At Techvibes we have been reporting for years on the trend of cord cutting—cancelling traditional television packages in favor of emerging stream-on-demand alternatives like Netflix, Hulu, and Amazon Prime.
But cable’s biggest threat by far remains Netflix. The video streaming service earned $2.3 billion in revenue during its most recent quarter, ahead of analyst forecasts—and gained 370,000 new subscribers in the US and 3.6 million globally, far beyond the company’s own guidance of 2.3 million.
According to data from Samuel W Bennett’s Get Data, Netflix is on pace to reach and possibly even surpass cable subscribers in the US by the end of 2016. (Comcast, whose television subscriber count has been stagnant for years, is represented in yellow.)
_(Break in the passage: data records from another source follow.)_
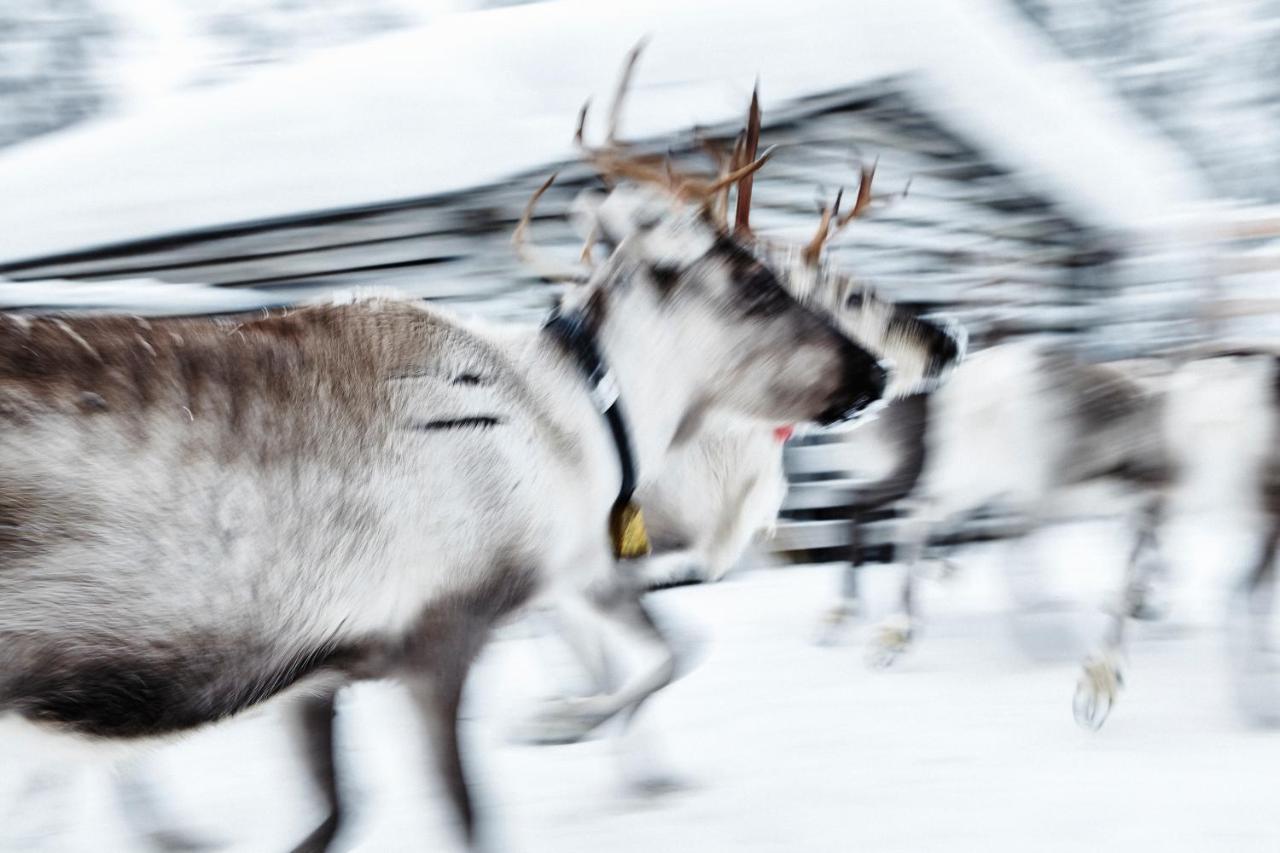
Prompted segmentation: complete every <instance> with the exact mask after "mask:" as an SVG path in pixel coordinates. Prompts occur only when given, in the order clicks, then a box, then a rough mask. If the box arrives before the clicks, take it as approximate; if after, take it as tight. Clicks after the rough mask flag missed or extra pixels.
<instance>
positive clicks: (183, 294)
mask: <svg viewBox="0 0 1280 853" xmlns="http://www.w3.org/2000/svg"><path fill="white" fill-rule="evenodd" d="M292 301H293V300H292V298H291V297H289V296H288V295H280V293H271V292H269V291H260V289H256V288H252V287H238V288H234V289H232V288H220V287H210V286H207V284H200V283H191V284H179V283H174V282H160V280H155V279H146V278H120V279H113V280H109V282H74V280H60V279H44V280H31V282H10V280H6V279H3V278H0V307H3V309H6V310H36V309H38V310H74V311H97V313H105V311H116V313H125V314H141V315H147V316H161V315H166V314H216V313H225V311H250V310H255V309H261V307H268V306H276V305H287V304H289V302H292Z"/></svg>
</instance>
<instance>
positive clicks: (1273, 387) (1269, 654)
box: [1073, 347, 1280, 729]
mask: <svg viewBox="0 0 1280 853" xmlns="http://www.w3.org/2000/svg"><path fill="white" fill-rule="evenodd" d="M1172 361H1174V364H1175V365H1176V366H1175V369H1174V370H1172V373H1171V375H1170V377H1169V379H1167V383H1166V386H1165V388H1164V394H1162V406H1161V418H1160V424H1158V427H1160V434H1161V439H1162V442H1164V447H1165V453H1166V457H1167V459H1169V460H1170V469H1171V471H1172V474H1174V475H1175V476H1176V479H1175V480H1174V482H1172V483H1171V484H1170V485H1176V487H1178V489H1179V491H1180V492H1184V493H1185V492H1190V494H1180V496H1178V497H1181V498H1184V500H1187V501H1188V502H1189V503H1192V508H1194V510H1202V508H1211V510H1219V511H1221V510H1228V511H1235V512H1239V511H1243V514H1244V516H1245V517H1247V519H1248V520H1249V521H1251V523H1258V521H1261V526H1262V533H1261V535H1260V542H1258V549H1257V556H1256V557H1254V560H1253V561H1252V562H1251V564H1249V566H1248V569H1247V571H1245V575H1244V579H1243V583H1240V585H1239V594H1238V596H1236V601H1238V603H1239V605H1240V610H1243V613H1240V617H1236V616H1235V615H1233V617H1231V620H1230V622H1229V626H1230V628H1233V633H1235V634H1236V635H1238V637H1235V638H1234V639H1236V640H1238V642H1236V647H1235V648H1234V649H1233V660H1234V661H1235V663H1236V666H1235V672H1234V675H1235V678H1236V681H1238V689H1239V697H1238V698H1239V701H1240V704H1242V710H1243V711H1244V712H1245V715H1247V716H1249V717H1252V719H1253V720H1254V721H1256V722H1262V724H1267V725H1275V724H1276V721H1277V716H1276V711H1275V707H1274V697H1267V695H1266V693H1267V692H1270V690H1274V683H1275V678H1276V670H1277V666H1276V661H1275V658H1274V644H1272V642H1271V639H1270V628H1268V621H1270V617H1271V612H1272V601H1274V594H1275V578H1276V548H1277V543H1280V352H1276V351H1275V350H1274V348H1266V347H1239V348H1226V347H1198V348H1194V350H1192V351H1190V352H1183V353H1174V355H1172ZM1157 520H1158V519H1157ZM1152 535H1153V534H1152ZM1156 565H1157V564H1152V562H1147V564H1137V562H1135V561H1133V560H1130V562H1129V569H1128V571H1126V576H1125V581H1124V585H1123V592H1121V606H1120V607H1115V608H1112V610H1111V613H1110V616H1108V625H1107V628H1106V633H1105V635H1103V638H1102V642H1101V643H1100V647H1098V649H1097V651H1096V652H1094V653H1092V654H1091V656H1089V657H1088V658H1087V660H1085V661H1084V663H1083V670H1082V674H1080V678H1079V680H1078V683H1076V690H1075V697H1074V701H1073V710H1074V712H1075V719H1076V721H1078V722H1079V724H1080V725H1082V726H1085V727H1089V729H1097V727H1100V726H1101V725H1102V724H1103V722H1105V721H1106V719H1107V716H1108V715H1110V712H1111V708H1112V707H1114V704H1115V702H1116V699H1117V698H1119V693H1120V689H1121V688H1123V685H1124V678H1123V669H1124V662H1125V658H1126V657H1128V653H1126V643H1125V640H1126V622H1128V619H1129V617H1132V616H1137V615H1143V612H1144V610H1146V602H1144V593H1146V589H1147V588H1148V585H1149V575H1151V571H1152V570H1153V567H1155V566H1156ZM1258 693H1263V695H1261V697H1260V695H1257V694H1258Z"/></svg>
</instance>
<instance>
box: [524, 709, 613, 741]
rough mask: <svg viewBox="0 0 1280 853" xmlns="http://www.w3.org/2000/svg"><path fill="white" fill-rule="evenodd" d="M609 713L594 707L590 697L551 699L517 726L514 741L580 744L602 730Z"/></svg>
mask: <svg viewBox="0 0 1280 853" xmlns="http://www.w3.org/2000/svg"><path fill="white" fill-rule="evenodd" d="M609 716H611V715H608V713H604V712H602V711H599V710H596V708H594V707H593V703H591V699H590V698H575V699H552V701H550V702H548V703H547V704H545V706H544V707H543V708H541V710H539V711H538V712H536V713H535V715H534V716H532V717H531V719H530V720H527V721H525V722H524V724H521V725H520V726H517V729H516V731H515V733H513V735H512V740H516V742H517V743H526V744H536V745H554V744H566V743H577V742H580V740H584V739H586V738H588V736H589V735H590V734H591V733H594V731H595V730H596V729H599V727H600V726H602V725H603V724H604V722H605V721H607V720H608V719H609Z"/></svg>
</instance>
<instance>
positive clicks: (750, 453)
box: [513, 51, 965, 743]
Canadians are also ditching cable at aggressive rates. In 2015, nearly 200,000 Canadians ditched cable television. That’s a huge increase from 2014, when barely 100,000 cut the cord, according to data from the quarterly reports of telecommunications providers and Convergence Consulting Group.
Half of Canadians have tried out an alternative video service recently, according to the J.D. Power 2016 Canadian Television Provider Customer TV/ISP Satisfaction Study. 67% used Netflix.
During peak Internet usage hours, Netflix content can account for more than one-third of traffic in Canada.